The Junovan meeting was chaired by the very physician who launched the PR campaign against Provenge. Unlike the meeting on Provenge, however, all discussion time on Junovan was spent kneeling before the altar of statistics -- not a single comment was made about the immunology science supporting the efficacy of Junovan. Remarkably, as the Junovan vote was taking place, the FDA folded under the pressure and announced that it would not abide by the favorable vote on Provenge. Instead, the FDA called for more testing that -- if the product is not killed outright by its maker Dendreon -- will take at least three years to complete.

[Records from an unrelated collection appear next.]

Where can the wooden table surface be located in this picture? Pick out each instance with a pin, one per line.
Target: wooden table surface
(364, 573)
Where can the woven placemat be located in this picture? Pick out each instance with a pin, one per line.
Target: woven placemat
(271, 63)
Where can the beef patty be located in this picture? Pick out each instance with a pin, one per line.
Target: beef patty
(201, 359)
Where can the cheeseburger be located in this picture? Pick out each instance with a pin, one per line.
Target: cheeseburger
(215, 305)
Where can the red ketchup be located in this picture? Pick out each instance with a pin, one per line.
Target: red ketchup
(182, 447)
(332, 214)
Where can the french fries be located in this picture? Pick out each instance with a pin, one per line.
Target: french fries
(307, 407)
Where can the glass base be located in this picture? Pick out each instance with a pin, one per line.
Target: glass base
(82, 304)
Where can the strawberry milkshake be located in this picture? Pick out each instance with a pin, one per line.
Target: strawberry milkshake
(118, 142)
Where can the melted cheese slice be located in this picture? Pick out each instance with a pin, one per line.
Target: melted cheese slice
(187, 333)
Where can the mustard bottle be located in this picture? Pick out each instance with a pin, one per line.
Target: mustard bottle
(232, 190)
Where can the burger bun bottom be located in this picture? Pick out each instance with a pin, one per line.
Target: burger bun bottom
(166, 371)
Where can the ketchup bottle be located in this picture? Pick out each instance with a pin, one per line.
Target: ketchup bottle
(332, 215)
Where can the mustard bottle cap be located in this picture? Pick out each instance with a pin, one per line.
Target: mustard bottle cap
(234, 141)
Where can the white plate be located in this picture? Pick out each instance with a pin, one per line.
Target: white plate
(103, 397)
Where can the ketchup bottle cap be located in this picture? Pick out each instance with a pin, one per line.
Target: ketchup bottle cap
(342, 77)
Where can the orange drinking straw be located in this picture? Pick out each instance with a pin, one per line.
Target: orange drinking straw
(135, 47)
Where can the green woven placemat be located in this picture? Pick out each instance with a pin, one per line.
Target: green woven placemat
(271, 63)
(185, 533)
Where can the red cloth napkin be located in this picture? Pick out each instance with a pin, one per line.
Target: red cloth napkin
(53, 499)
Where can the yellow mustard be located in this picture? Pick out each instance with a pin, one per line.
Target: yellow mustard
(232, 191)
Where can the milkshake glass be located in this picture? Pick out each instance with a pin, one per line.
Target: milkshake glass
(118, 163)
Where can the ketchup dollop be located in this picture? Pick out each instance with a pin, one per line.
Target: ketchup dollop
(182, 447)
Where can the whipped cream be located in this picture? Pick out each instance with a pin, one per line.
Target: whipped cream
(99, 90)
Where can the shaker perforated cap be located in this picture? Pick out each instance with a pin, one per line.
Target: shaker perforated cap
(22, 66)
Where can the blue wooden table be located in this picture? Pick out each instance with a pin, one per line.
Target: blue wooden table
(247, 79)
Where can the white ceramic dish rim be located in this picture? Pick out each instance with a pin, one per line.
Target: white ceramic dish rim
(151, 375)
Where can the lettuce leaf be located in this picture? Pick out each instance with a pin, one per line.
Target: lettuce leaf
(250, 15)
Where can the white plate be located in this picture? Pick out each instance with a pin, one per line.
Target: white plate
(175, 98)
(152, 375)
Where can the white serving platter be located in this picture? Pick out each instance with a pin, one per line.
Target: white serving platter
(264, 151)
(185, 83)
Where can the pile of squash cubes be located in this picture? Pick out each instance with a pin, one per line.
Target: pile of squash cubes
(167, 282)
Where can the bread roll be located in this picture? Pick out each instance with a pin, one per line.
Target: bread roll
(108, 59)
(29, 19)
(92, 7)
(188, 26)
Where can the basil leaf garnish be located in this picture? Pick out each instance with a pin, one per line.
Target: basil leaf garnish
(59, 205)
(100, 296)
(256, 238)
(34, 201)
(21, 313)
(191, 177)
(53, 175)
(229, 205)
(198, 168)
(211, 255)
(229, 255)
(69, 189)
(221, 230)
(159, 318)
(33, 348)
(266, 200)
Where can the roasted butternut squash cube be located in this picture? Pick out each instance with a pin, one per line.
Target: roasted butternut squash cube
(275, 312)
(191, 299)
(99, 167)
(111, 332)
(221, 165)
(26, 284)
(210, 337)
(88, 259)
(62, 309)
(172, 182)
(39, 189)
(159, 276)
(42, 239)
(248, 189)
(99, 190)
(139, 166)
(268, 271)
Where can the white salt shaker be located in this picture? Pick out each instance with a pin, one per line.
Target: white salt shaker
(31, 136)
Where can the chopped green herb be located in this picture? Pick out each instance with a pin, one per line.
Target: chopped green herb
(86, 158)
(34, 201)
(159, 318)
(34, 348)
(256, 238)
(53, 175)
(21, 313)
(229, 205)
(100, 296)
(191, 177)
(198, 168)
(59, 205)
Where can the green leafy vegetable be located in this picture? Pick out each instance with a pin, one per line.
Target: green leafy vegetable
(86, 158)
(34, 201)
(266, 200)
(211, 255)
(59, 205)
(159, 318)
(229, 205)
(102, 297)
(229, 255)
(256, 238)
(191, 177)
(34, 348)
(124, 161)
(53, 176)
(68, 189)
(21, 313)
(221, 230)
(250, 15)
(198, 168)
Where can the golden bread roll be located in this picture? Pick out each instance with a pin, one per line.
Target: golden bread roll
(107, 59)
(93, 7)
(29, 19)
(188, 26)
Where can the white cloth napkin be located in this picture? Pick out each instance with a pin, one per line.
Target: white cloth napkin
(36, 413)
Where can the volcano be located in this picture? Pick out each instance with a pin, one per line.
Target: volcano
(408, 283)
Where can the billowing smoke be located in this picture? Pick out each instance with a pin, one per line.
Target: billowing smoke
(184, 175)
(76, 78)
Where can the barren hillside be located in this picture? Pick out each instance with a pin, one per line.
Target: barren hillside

In the span of eight hours, the dawn of a new era in cancer immunotherapy was driven back into the night. It will be years before we know the full impact of these decisions and how many cancer patients, young and old, have had their lives cut short as a result. For now, however, one thing is clear: While our lawmakers obsess over FDA "safety reforms," no one is holding this government agency accountable for its complicity in stalling therapies for life-threatening diseases.

Dr. Thornton, a former medical officer in the FDA Office of Oncology Products, volunteers as president of the Sarcoma Foundation of America.